Al momento il numero uno del poker nazionale guida la classifica dei più ricchi d’Italia nella disciplina con oltre 14 milioni di dollari incassati in carriera, una spanna avanti rispetto al secondo in classifica, l’alessandrino Mustapha “mustacchione” Kanit che invece di milioni ne conta poco più di 11.

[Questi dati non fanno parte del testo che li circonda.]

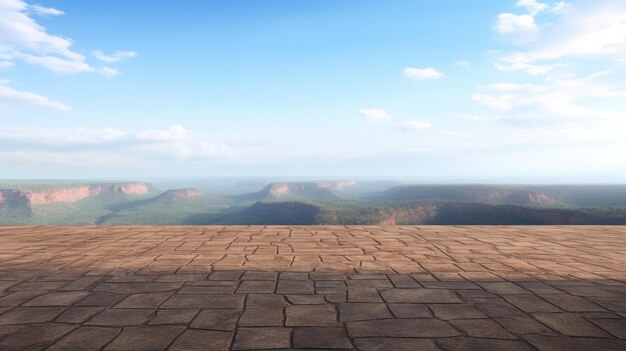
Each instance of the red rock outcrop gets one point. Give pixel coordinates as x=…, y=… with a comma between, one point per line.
x=71, y=193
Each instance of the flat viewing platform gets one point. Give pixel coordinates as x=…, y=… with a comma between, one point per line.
x=324, y=287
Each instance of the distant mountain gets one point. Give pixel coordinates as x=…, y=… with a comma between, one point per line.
x=47, y=194
x=311, y=191
x=293, y=212
x=493, y=195
x=178, y=194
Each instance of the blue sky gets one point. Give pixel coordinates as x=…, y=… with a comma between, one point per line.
x=506, y=91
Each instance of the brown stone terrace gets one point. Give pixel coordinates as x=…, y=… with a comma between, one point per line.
x=355, y=288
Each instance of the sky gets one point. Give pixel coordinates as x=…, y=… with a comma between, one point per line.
x=434, y=90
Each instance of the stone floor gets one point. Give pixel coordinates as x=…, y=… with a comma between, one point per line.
x=356, y=288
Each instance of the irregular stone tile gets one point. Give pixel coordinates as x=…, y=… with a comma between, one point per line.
x=409, y=310
x=151, y=300
x=85, y=338
x=202, y=340
x=456, y=311
x=35, y=336
x=101, y=299
x=560, y=343
x=78, y=314
x=262, y=338
x=216, y=319
x=531, y=303
x=121, y=317
x=616, y=327
x=363, y=311
x=23, y=315
x=204, y=301
x=481, y=328
x=570, y=324
x=419, y=296
x=305, y=299
x=399, y=344
x=464, y=344
x=295, y=287
x=256, y=287
x=56, y=299
x=401, y=328
x=311, y=315
x=262, y=316
x=321, y=337
x=152, y=338
x=572, y=303
x=166, y=317
x=135, y=288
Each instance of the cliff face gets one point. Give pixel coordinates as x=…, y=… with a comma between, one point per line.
x=70, y=193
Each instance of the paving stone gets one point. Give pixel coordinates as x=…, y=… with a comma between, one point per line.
x=204, y=301
x=101, y=299
x=86, y=338
x=419, y=296
x=363, y=311
x=202, y=340
x=311, y=315
x=305, y=299
x=256, y=287
x=56, y=299
x=531, y=303
x=167, y=317
x=401, y=328
x=150, y=338
x=409, y=310
x=456, y=311
x=216, y=319
x=24, y=315
x=78, y=314
x=570, y=324
x=481, y=328
x=616, y=327
x=296, y=287
x=152, y=300
x=464, y=344
x=262, y=338
x=400, y=344
x=262, y=316
x=364, y=295
x=560, y=343
x=572, y=303
x=120, y=317
x=35, y=336
x=321, y=337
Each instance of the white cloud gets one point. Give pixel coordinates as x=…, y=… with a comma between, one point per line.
x=414, y=124
x=13, y=97
x=22, y=38
x=422, y=73
x=45, y=11
x=532, y=6
x=381, y=116
x=376, y=115
x=175, y=142
x=116, y=56
x=516, y=28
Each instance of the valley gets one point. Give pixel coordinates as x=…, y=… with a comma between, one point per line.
x=302, y=202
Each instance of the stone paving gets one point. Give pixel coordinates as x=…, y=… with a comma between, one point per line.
x=335, y=287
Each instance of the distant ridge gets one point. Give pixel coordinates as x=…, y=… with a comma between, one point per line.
x=493, y=195
x=312, y=191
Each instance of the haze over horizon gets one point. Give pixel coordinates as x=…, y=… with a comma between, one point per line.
x=509, y=91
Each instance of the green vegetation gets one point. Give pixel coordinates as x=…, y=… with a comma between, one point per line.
x=309, y=203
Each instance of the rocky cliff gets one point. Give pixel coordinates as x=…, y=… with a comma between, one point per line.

Il lungo cammino del numero uno del poker azzurro inizia nei casinò online. Nelle sale da gioco di questi portali, tra roulette, tavoli di blackjack e slot-machine, con il soprannome di “mad genius”, il talento partenopeo dell’hold’em inizia a muovere i primi passi specializzandosi sin da subito nella versione texana di questo gioco ormai diffusissimo. Tuttavia da giovane, come molti suoi coetanei nati all’ombra del Vesuvio, Sammartino era un grande appassionato di calcio. Inseguendo il mito del Napoli di Maradona, il talento del Vomero gioca per i vicoli del capoluogo campano ma il suo destino sportivo avrebbe presto preso un’altra piega quando, poco più che adolescente e seguendo l’esplosione dell’hold’em in tv, inizia nei primi anni del 2000 ad appassionarsi alla variante texana del gioco frequentando i club di poker della sua città. Il passo verso l’online fu quasi fisiologico mentre Sammartino cercava di finanziare la sua passione attraverso il lavoro di PR nelle discoteche della sua città. Risale intorno alla 2010 l’alleanza sportiva con Mustapha Kanit con il quale Sammartino continua ad allenarsi per raggiungere apici di rendimento sempre più alti. Una liaison che per il momento ha portato fortuna ad entrambi. I primi veri successi per il mad genius risalgono proprio a questo periodo, quando il 4 febbraio del 2010 il talento del tavolo verde incassa il primo terzo posto al Malta Poker Dream. Un bronzo da 37,900 euro che lo lancerà tra gli astri nascenti del poker tricolore. Nel 2013 arriva anche il primo posto all’Italia Poker Tour High Roller di PokerStars, uno dei rari primi posti conquistati in carriera dal mad genius del Vomero. Successivamente nel 2015 arriverà un importante quarto posto al Super High Roller EPT accompagnato dal primo vero grande bottino da professionista (oltre 700 mila euro di borsa) e nel 2017 giungerà poi la prima “medaglia” mondiale con il terzo posto all’NHL High Roller accompagnato da un ricco premio di 1.608.295 dollari.

Il proseguo della carriera di Sammartino fa ormai parte degli almanacchi del poker azzurro e mondiale mentre nel frattempo il napoletano si è voluto impegnare anche nel sociale. Nel marzo del 2020 l’asso del poker ha infatti creato una Onlus denominata Equilibrium che promuove attività benefiche e filantropiche unendo anche altri imprenditori campani come Luigi Serricchio e Marcello Marigliano. Recentemente la stessa Onlus è riuscita a raccogliere oltre 300.000 euro per l’ospedale Cotugno di Napoli, un contributo che è servito a creare 30 nuovi posti di terapia intensiva nella stessa struttura sanitaria. L’immagine del rounder campano è senz’altro un catalizzatore fondamentale per le iniziative di questo ente nato a scopo benefico mentre lo stesso Sammartino aspetta di vedere coronato il sogno di portare a casa un braccialetto e finalmente levarsi di dosso l’immagine non certo entusiasmante di eterno secondo.